Illums and Bolighus was founded in 1925 with the intention of creating a store concept that had never been seen before; comprising interior design, textiles, furniture and art. The resulting business has helped to form a reputation for Scandinavians as pioneers of good taste and modern design.
Since its opening, the trendsetting and visionary displays at Illums Bolighus have been a hallmark for the store, showcasing products and trends in an attractive and inspiring shopping environment. This season is no exception, windows feature a traditional Nordic style using sky blue, pine trees and frosty white.
But, Copenhagen is not just a city full of stylish stores for grown ups. Given its proximity to Lapland, a certain Mr Claus will find Copenhagen an ideal place to pick up some additional stocking fillers should difficulties arise with his supply chain!
Leading toy retailer Hamleys, which already has several concession outlets in the Danish department store chain Magasin, is preparing to open a large store in the city's main shopping area. This impressive, three-floor corner site is opening with a temporary shop fit in the run up to Christmas in the former Natuzzi store. It's a smart move for Hamleys, as next door, Lego will open an amazing new store before the year is out, and only a few doors away is a large branch of popular Danish toy chain BR.
After shopping, young and old alike can enjoy a treat at the famous Tivoli gardens. Here, they have a beautiful Christmas market and fun fair, as well as an entertainment venue. Food vendors provide a warm welcome in the chilly Scandinavian air, lit in twinkling white lights from early afternoon.
Grabbing a quick bite to eat can be a fun experience in Copenhagen. I stopped in one of the branches of coffee house Joe & the Juice and, unlike 'corporate' coffee chains, this outfit is very cool indeed. The servers are young and spirited and loud music pumps out of their iPods at a dizzying volume. The across-the-counter banter is spontaneous and full on! The food is innovative, casual and eaten in what could easily pass as student accommodation. The whole experience is unconventional but uplifting and with several outlets around the city, including the airport, you can be sure to see one.
For a different experience, you can grab a coffee and a freshly iced cupcake in Agnes Cupcakes, a store that sells nothing else! And, for a longer break, there are fantastic bakeries and coffee houses selling luxury breads, sandwiches, pastries and drinks - providing welcome relief from the biting cold outside.

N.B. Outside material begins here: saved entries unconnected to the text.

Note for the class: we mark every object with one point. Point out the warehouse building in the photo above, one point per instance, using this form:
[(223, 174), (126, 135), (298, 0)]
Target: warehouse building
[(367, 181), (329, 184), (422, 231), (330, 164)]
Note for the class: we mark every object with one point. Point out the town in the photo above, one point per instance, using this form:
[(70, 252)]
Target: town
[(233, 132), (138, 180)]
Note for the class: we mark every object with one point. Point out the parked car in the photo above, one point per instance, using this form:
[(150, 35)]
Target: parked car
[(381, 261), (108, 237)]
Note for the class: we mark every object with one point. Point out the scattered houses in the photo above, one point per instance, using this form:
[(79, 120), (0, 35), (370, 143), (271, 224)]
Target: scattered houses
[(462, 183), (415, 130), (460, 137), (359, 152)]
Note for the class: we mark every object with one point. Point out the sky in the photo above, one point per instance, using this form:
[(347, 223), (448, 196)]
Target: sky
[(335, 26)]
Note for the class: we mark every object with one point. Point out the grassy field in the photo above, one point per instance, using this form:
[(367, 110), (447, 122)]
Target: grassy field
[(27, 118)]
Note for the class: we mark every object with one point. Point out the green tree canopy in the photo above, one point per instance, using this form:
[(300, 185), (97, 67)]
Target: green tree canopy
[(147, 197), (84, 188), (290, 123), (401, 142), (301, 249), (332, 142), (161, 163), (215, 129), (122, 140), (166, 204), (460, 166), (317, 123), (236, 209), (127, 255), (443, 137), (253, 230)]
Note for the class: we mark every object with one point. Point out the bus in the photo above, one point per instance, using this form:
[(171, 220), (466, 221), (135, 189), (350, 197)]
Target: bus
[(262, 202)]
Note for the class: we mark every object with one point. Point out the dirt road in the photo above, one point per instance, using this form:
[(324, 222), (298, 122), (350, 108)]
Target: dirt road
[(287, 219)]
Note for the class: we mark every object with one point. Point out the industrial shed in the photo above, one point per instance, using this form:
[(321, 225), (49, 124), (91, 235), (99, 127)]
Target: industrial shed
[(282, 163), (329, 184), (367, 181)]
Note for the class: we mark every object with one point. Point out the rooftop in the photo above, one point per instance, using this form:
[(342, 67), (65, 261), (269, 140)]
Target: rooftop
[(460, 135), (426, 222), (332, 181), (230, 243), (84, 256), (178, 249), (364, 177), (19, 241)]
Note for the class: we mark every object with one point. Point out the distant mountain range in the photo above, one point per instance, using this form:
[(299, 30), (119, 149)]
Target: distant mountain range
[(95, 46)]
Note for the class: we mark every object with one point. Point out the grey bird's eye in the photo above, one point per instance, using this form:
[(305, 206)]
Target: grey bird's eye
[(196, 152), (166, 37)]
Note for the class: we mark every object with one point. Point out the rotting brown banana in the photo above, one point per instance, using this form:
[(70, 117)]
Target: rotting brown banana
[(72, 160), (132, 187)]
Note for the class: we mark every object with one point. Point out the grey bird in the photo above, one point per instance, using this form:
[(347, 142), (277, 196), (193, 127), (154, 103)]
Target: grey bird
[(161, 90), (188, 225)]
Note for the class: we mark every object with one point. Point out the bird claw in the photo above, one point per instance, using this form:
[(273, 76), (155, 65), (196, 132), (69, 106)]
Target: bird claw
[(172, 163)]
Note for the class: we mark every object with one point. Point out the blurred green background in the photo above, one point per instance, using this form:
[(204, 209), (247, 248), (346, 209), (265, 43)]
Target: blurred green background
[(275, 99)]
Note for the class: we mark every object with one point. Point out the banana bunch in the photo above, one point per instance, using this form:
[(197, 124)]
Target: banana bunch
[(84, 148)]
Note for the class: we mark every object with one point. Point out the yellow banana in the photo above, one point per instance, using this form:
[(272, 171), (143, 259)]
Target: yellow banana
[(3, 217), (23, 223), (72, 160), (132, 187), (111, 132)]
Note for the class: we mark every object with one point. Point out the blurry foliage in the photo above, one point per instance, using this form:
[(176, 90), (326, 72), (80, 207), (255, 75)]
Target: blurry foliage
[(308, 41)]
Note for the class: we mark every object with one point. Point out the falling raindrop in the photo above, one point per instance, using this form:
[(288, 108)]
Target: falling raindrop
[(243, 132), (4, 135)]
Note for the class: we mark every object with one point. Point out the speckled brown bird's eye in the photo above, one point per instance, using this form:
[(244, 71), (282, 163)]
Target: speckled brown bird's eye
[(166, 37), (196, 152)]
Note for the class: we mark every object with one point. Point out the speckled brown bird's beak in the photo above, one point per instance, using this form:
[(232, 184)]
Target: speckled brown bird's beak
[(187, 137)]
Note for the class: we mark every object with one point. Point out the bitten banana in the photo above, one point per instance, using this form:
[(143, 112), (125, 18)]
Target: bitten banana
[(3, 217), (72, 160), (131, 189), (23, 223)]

The least positive aspect about shopping in Copenhagen is the prices. This part of the world has always been expensive when compared to the rest of Europe, with the currencies of Norway, Sweden and Finland making the region one of the least affordable to indulge in impulse goodies.
However, when it comes to the airport, the Danish Krone goes much further, especially when you compare it to other European airports with their often mediocre retail offerings. The many quality stores at the capital's travel hub are comparable to the choice on offer in the city, with brands such as Boss, Mont Blanc, Hermes and Illums & Bolighus all having bite-sized stores with travel friendly goodies to pick up on the way to your gate.
Overall, the city is a great example of showing that to compete, you firstly have to define the proposition. Copenhagen stands its ground on quality and high style in the coldest of climates and does so in a charming and authentic way.